Reviver as origens inclui, obviamente, o
retorno eventual a ideias petistas sobre as finanças públicas. Isso impõe um
trabalho adicional ao ministro da Fazenda, empenhado em criar para as contas do
governo uma perspectiva de estabilidade. Quando as críticas se avolumam, o
presidente recita uma promessa de austeridade e promete apoio ao ministro, mas
o espetáculo de prudência logo se interrompe. Distante do petismo ao defender
uma ordem democrática liberal, o presidente se revela um petista de raiz quando
segue o impulso de gastar, como se a mera gastança fosse função essencial do
governo.
Usar o dinheiro público de forma prudente,
eficiente e eficaz pode ser muito mais que uma boa prática gerencial. Pode ser
uma forma de promover a integração social e fortalecer a democracia. Dinheiro
politicamente bem aplicado pode combinar a geração de riqueza e a ampliação de
oportunidades para milhões de pessoas. A pobreza ainda é grande, mesmo com a
inegável diminuição da miséria, e é preciso investir muito no apoio aos pobres,
na difusão de competências e na multiplicação de oportunidades.

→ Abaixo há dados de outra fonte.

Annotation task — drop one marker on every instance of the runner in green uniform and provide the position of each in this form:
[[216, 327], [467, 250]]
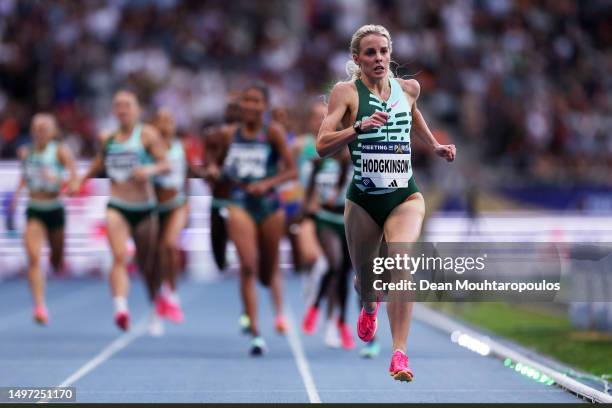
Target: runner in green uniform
[[378, 113], [252, 156], [304, 231], [131, 157], [329, 180], [173, 212], [43, 164]]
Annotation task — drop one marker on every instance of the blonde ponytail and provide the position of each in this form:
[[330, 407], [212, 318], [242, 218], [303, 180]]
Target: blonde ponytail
[[352, 69]]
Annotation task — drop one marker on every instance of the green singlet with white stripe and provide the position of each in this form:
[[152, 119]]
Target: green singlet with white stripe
[[382, 177]]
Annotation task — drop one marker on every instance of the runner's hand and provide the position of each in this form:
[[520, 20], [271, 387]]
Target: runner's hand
[[447, 152], [13, 204], [74, 186], [212, 173], [258, 188], [377, 120]]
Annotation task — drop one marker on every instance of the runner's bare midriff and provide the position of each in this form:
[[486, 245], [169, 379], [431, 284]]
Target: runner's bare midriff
[[132, 191]]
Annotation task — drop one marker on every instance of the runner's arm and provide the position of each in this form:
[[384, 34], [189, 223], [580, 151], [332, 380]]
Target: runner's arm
[[288, 171], [329, 139], [152, 142]]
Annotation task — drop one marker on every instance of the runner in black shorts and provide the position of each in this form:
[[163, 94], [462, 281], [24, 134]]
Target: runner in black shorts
[[252, 154], [43, 164]]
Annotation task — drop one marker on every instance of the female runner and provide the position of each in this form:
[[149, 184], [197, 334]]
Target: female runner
[[377, 114]]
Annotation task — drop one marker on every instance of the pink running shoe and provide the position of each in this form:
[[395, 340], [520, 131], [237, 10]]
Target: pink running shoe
[[160, 305], [170, 310], [367, 324], [348, 343], [309, 324], [40, 314], [399, 368], [122, 320], [280, 324], [174, 313]]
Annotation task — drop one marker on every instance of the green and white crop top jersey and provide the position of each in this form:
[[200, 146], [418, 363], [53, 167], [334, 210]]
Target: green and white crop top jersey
[[326, 182], [42, 170], [121, 158], [381, 157], [250, 159], [175, 178]]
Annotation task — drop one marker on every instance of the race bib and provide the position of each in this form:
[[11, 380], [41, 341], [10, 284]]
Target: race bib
[[247, 161], [120, 165], [39, 178], [385, 164]]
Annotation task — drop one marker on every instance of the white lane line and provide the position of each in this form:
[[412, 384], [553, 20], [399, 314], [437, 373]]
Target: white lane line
[[449, 325], [300, 358], [117, 345]]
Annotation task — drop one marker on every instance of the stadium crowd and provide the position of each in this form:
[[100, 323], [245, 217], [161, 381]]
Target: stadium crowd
[[526, 83]]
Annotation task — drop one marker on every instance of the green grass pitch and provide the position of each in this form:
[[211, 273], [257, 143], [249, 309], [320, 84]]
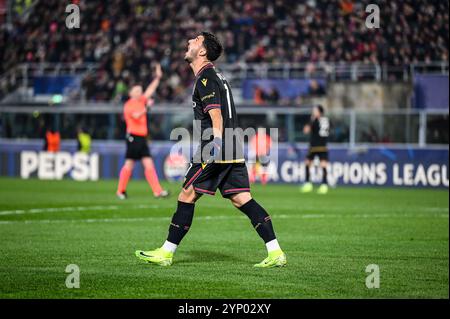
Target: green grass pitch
[[329, 240]]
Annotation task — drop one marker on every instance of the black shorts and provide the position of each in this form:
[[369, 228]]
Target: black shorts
[[263, 160], [228, 178], [320, 152], [137, 147]]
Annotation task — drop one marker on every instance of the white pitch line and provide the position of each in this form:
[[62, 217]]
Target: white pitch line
[[71, 209], [219, 217]]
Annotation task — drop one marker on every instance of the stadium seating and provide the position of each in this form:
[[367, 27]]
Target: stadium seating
[[124, 37]]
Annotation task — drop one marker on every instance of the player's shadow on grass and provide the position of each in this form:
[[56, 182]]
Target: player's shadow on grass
[[195, 256]]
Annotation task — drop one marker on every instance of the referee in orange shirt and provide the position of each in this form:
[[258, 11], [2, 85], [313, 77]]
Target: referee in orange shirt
[[135, 114]]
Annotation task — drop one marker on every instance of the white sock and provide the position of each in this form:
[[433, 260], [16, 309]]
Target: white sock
[[272, 245], [170, 246]]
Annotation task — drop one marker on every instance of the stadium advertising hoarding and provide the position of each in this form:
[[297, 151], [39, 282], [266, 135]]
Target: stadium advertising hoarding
[[362, 166]]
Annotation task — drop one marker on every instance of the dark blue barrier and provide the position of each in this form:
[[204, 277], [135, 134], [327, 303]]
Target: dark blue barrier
[[288, 89], [54, 84], [374, 166], [431, 91]]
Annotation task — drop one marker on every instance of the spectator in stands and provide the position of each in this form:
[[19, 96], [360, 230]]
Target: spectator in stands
[[273, 96], [315, 89], [124, 36]]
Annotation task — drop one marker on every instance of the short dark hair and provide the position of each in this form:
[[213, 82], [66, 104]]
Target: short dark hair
[[321, 109], [212, 45]]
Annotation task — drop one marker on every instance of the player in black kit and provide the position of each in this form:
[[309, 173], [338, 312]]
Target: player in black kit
[[319, 129], [219, 161]]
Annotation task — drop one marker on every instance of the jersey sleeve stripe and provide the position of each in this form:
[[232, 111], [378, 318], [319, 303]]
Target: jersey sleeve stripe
[[210, 107]]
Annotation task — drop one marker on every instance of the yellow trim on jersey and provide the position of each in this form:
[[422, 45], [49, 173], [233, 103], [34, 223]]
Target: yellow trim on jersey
[[318, 149], [241, 160]]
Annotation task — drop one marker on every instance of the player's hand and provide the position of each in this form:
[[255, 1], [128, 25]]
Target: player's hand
[[150, 103], [216, 147], [158, 71]]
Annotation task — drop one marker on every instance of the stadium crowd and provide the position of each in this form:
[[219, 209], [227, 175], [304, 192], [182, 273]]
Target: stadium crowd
[[125, 36]]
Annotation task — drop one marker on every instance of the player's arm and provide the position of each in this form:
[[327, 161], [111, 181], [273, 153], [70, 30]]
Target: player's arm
[[307, 129], [209, 92], [217, 122], [154, 85]]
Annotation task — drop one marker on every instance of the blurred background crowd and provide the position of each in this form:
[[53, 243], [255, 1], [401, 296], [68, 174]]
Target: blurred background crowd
[[126, 37]]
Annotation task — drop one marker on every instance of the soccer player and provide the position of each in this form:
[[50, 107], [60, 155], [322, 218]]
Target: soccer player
[[219, 161], [135, 114], [319, 131]]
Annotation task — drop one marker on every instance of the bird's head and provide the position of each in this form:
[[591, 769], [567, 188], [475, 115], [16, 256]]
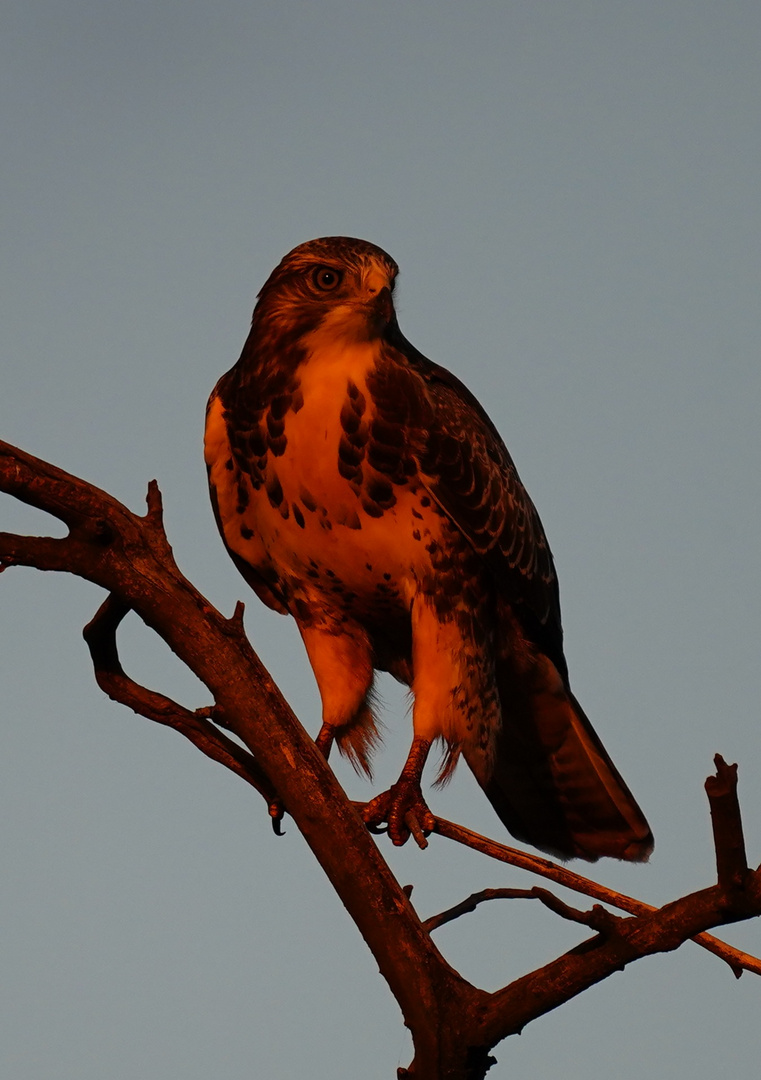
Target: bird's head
[[337, 284]]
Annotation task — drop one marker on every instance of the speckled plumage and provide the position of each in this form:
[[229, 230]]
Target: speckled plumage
[[364, 490]]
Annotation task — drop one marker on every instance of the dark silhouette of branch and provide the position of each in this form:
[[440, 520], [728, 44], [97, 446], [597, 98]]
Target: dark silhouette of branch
[[100, 635], [453, 1024], [737, 960]]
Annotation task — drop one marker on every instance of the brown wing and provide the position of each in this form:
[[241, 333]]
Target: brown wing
[[549, 778], [466, 468]]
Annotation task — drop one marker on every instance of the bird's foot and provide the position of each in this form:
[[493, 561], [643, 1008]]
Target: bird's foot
[[404, 810]]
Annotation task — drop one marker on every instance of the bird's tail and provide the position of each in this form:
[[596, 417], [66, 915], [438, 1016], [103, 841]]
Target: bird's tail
[[549, 778]]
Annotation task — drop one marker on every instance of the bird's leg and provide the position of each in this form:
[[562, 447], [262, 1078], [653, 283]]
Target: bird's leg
[[325, 739], [323, 742], [403, 806]]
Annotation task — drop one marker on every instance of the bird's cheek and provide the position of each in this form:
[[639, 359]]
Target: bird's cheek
[[383, 305]]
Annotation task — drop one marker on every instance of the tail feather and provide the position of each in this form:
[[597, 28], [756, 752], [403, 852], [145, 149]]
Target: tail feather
[[551, 780]]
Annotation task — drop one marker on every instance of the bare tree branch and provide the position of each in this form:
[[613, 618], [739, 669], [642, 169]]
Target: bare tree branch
[[737, 960], [100, 635], [453, 1024], [731, 861]]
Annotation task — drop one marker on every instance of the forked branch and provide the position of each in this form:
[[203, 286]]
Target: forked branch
[[453, 1024]]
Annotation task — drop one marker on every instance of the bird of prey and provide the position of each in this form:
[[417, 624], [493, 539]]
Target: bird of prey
[[363, 489]]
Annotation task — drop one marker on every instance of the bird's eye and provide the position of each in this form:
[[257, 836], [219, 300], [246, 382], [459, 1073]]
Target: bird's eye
[[327, 279]]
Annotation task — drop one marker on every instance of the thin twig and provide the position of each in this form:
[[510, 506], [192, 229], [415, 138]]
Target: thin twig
[[737, 960], [726, 822], [100, 635]]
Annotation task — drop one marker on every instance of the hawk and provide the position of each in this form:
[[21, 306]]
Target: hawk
[[362, 489]]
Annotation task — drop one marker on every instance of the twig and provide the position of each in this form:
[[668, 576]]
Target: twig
[[729, 842], [737, 960], [548, 899], [100, 635]]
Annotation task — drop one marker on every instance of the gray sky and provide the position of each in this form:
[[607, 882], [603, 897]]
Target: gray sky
[[571, 190]]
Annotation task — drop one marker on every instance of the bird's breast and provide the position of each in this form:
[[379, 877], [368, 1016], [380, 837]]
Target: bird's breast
[[329, 507]]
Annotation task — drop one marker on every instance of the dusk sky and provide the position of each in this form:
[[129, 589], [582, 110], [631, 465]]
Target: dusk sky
[[572, 191]]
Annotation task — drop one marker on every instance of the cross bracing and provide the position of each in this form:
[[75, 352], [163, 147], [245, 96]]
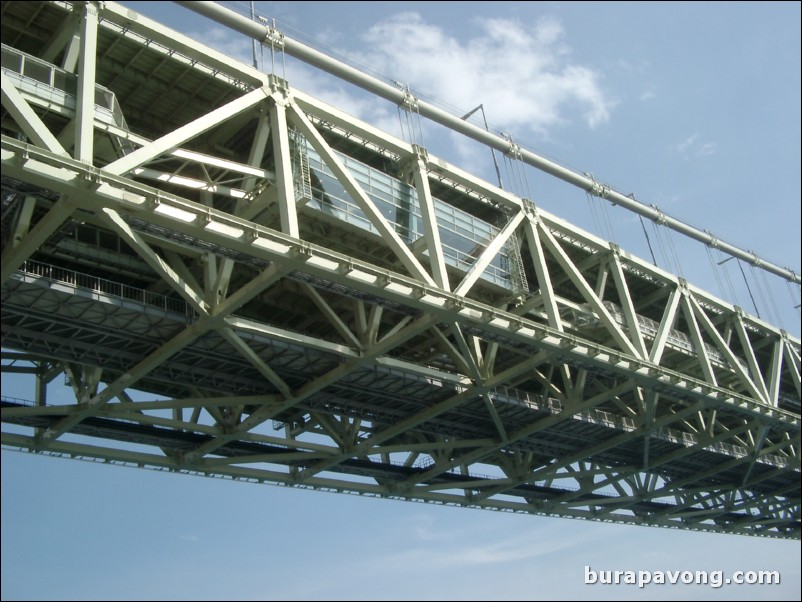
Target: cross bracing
[[313, 302]]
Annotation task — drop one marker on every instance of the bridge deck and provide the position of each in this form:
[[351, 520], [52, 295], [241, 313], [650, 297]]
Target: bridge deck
[[301, 298]]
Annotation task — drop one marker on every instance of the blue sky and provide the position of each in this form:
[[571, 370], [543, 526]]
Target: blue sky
[[694, 107]]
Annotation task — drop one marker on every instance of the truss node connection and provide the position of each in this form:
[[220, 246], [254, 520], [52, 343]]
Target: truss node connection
[[401, 97]]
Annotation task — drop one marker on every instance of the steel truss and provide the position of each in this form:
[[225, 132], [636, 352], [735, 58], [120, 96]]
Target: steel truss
[[316, 303]]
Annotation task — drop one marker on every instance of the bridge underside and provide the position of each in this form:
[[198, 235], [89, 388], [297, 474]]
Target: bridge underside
[[239, 280]]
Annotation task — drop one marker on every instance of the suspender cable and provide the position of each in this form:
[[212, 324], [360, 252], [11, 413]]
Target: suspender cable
[[376, 86]]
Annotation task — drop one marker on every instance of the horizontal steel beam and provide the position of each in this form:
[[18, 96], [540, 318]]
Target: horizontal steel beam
[[401, 97]]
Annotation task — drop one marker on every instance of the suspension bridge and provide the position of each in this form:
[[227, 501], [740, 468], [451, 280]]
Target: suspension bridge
[[237, 279]]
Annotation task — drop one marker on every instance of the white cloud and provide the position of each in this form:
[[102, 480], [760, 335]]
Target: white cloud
[[694, 148], [523, 76]]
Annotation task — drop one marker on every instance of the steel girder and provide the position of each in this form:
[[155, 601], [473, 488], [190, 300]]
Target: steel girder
[[298, 339]]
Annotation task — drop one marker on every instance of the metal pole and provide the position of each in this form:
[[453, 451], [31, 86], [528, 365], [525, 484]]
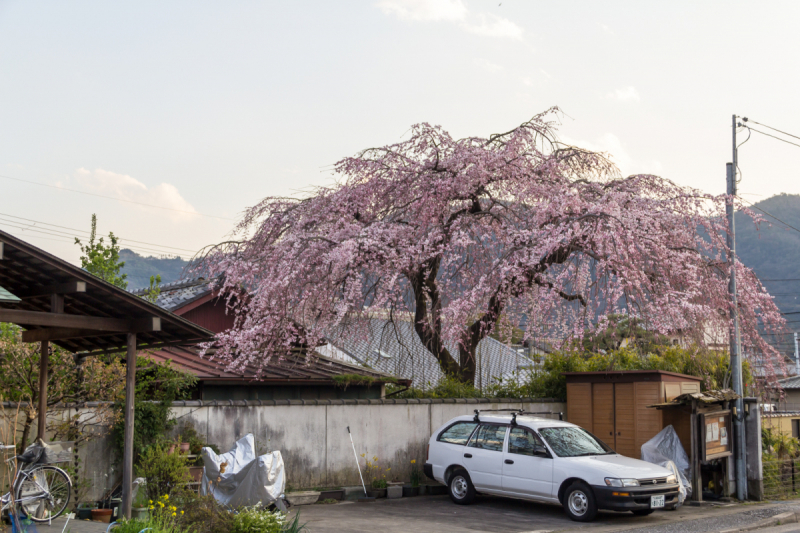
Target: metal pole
[[43, 370], [127, 454], [736, 354], [357, 465]]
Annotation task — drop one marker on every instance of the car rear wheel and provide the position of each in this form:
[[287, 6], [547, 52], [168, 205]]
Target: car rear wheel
[[579, 502], [460, 487]]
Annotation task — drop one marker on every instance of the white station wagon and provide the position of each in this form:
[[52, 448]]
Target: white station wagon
[[522, 456]]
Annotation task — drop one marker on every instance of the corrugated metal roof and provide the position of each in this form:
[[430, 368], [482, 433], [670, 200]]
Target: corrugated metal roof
[[790, 382], [395, 348], [178, 294], [7, 297]]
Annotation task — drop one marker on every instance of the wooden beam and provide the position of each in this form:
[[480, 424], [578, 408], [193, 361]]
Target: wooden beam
[[127, 454], [71, 287], [62, 320]]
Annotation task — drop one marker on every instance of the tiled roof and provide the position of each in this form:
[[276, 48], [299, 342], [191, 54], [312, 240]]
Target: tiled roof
[[395, 348], [177, 294], [7, 297], [286, 370]]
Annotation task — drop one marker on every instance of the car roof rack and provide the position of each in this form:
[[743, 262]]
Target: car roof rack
[[514, 414]]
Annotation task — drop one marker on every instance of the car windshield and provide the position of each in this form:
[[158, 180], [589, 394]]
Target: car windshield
[[573, 442]]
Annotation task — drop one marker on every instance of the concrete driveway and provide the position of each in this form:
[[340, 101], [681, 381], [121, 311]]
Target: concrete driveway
[[438, 513]]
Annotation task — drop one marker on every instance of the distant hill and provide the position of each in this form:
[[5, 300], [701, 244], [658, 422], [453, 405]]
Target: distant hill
[[139, 268], [773, 250]]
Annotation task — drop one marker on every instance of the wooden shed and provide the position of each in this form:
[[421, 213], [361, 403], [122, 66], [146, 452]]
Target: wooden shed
[[614, 405]]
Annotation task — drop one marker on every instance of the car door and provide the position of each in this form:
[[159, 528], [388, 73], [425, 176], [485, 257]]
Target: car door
[[483, 456], [527, 466]]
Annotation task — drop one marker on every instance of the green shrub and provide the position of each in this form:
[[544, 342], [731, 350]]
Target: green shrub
[[163, 471], [256, 520]]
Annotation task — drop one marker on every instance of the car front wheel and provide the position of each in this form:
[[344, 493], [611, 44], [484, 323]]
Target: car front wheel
[[579, 502], [461, 490]]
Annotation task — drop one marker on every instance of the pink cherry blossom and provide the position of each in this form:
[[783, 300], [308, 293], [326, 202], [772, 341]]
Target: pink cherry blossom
[[459, 232]]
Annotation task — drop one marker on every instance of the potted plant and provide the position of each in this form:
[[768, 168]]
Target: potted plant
[[377, 477], [416, 477], [140, 506]]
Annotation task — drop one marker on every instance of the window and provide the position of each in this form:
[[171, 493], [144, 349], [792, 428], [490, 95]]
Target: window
[[489, 437], [568, 441], [522, 442], [458, 433]]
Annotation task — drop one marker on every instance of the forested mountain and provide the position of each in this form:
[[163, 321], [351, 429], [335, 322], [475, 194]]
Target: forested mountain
[[139, 268], [773, 249]]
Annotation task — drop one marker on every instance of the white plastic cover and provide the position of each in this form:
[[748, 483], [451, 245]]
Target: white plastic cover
[[246, 479], [665, 450]]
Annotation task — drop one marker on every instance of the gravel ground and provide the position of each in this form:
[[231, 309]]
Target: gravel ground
[[715, 524]]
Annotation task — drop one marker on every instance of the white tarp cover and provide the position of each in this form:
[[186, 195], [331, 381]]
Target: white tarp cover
[[665, 450], [247, 479]]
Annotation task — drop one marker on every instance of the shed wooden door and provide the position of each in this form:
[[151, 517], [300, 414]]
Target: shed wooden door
[[625, 419], [579, 405], [603, 412]]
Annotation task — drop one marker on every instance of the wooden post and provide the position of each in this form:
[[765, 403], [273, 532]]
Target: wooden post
[[56, 306], [43, 369], [697, 435], [127, 456]]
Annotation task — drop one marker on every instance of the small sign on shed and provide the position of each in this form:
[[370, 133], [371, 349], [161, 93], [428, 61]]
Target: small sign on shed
[[716, 435]]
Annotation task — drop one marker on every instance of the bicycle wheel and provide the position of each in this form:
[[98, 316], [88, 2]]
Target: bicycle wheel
[[44, 493]]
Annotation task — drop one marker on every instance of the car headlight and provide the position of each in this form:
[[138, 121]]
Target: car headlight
[[615, 482]]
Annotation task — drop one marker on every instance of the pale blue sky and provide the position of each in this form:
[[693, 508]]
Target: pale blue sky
[[210, 106]]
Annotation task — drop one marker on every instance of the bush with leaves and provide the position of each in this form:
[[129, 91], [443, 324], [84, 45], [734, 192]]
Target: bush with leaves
[[157, 386], [163, 471]]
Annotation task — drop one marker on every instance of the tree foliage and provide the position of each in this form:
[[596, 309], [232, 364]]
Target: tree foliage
[[459, 232], [102, 260], [92, 380]]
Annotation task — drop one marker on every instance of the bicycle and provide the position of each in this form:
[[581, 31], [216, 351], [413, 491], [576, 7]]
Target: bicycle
[[41, 492]]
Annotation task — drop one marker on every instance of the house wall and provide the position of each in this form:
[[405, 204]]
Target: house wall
[[312, 434]]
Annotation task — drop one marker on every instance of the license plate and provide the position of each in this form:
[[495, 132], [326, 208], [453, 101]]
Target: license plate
[[656, 501]]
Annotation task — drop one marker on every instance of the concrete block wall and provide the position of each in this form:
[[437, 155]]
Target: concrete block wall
[[311, 434]]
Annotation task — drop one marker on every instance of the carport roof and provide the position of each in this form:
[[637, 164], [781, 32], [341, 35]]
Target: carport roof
[[96, 315]]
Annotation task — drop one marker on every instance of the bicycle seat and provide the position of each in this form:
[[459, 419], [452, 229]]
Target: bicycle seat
[[30, 456]]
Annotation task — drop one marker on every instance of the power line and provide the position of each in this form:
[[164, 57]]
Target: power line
[[87, 233], [64, 237], [773, 136], [773, 129], [115, 198]]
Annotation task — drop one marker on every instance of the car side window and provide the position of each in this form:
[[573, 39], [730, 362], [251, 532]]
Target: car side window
[[489, 437], [523, 442], [458, 433]]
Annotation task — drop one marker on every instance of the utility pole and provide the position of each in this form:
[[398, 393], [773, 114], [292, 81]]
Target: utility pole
[[740, 450], [796, 355]]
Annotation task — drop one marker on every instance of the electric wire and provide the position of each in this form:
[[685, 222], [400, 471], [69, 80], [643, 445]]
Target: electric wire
[[64, 237], [773, 136], [88, 233], [115, 198], [773, 129]]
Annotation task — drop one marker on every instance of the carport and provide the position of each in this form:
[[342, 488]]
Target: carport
[[55, 301]]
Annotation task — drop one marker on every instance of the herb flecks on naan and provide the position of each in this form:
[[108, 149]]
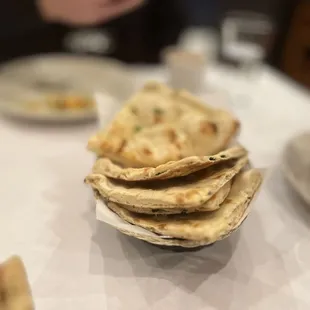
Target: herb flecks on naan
[[168, 170], [159, 124], [210, 205], [188, 192], [204, 226]]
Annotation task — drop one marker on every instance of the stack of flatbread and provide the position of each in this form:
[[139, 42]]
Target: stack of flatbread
[[167, 163]]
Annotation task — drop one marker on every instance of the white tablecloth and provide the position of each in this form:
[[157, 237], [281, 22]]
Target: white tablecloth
[[47, 217]]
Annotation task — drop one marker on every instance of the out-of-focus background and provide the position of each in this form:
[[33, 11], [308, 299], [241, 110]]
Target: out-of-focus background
[[140, 35]]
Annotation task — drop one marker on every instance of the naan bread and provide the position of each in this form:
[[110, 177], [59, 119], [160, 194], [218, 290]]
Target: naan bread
[[15, 293], [159, 124], [204, 226], [168, 170], [187, 192], [210, 205]]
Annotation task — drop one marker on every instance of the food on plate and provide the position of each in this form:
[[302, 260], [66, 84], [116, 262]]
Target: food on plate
[[15, 292], [187, 193], [159, 124], [202, 226], [168, 170], [62, 103], [167, 173]]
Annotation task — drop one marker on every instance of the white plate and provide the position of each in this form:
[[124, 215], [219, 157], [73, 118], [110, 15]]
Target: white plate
[[296, 165], [33, 78]]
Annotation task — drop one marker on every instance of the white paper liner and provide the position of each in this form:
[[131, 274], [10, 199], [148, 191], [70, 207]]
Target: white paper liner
[[105, 215]]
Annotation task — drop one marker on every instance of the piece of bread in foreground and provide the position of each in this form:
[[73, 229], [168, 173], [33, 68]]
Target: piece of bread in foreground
[[168, 170], [207, 227], [15, 292], [186, 193]]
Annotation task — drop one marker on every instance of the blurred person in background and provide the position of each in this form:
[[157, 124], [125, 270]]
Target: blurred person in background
[[128, 30]]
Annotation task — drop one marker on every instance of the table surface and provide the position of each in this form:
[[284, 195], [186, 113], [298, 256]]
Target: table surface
[[75, 262]]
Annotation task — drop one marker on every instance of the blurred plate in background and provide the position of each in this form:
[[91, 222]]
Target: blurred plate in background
[[60, 87]]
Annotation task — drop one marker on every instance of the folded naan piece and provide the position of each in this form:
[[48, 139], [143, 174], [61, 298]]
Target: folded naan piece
[[210, 205], [186, 193], [15, 293], [159, 125], [168, 170], [204, 226]]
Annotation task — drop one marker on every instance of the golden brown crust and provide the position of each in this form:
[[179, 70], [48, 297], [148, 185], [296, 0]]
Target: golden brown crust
[[206, 227], [168, 170], [182, 125], [187, 192]]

Cuidar dessas tarefas é muito mais que a
execução de uma boa política econômica. É um trabalho indispensável à
sustentação da ordem democrática, ao seu aperfeiçoamento e à contenção do
risco, novamente evidenciado no Brasil, do autoritarismo. É necessário muito
mais que o indiciamento de um bando de conspiradores para valorizar e preservar
as liberdades de uma democracia liberal.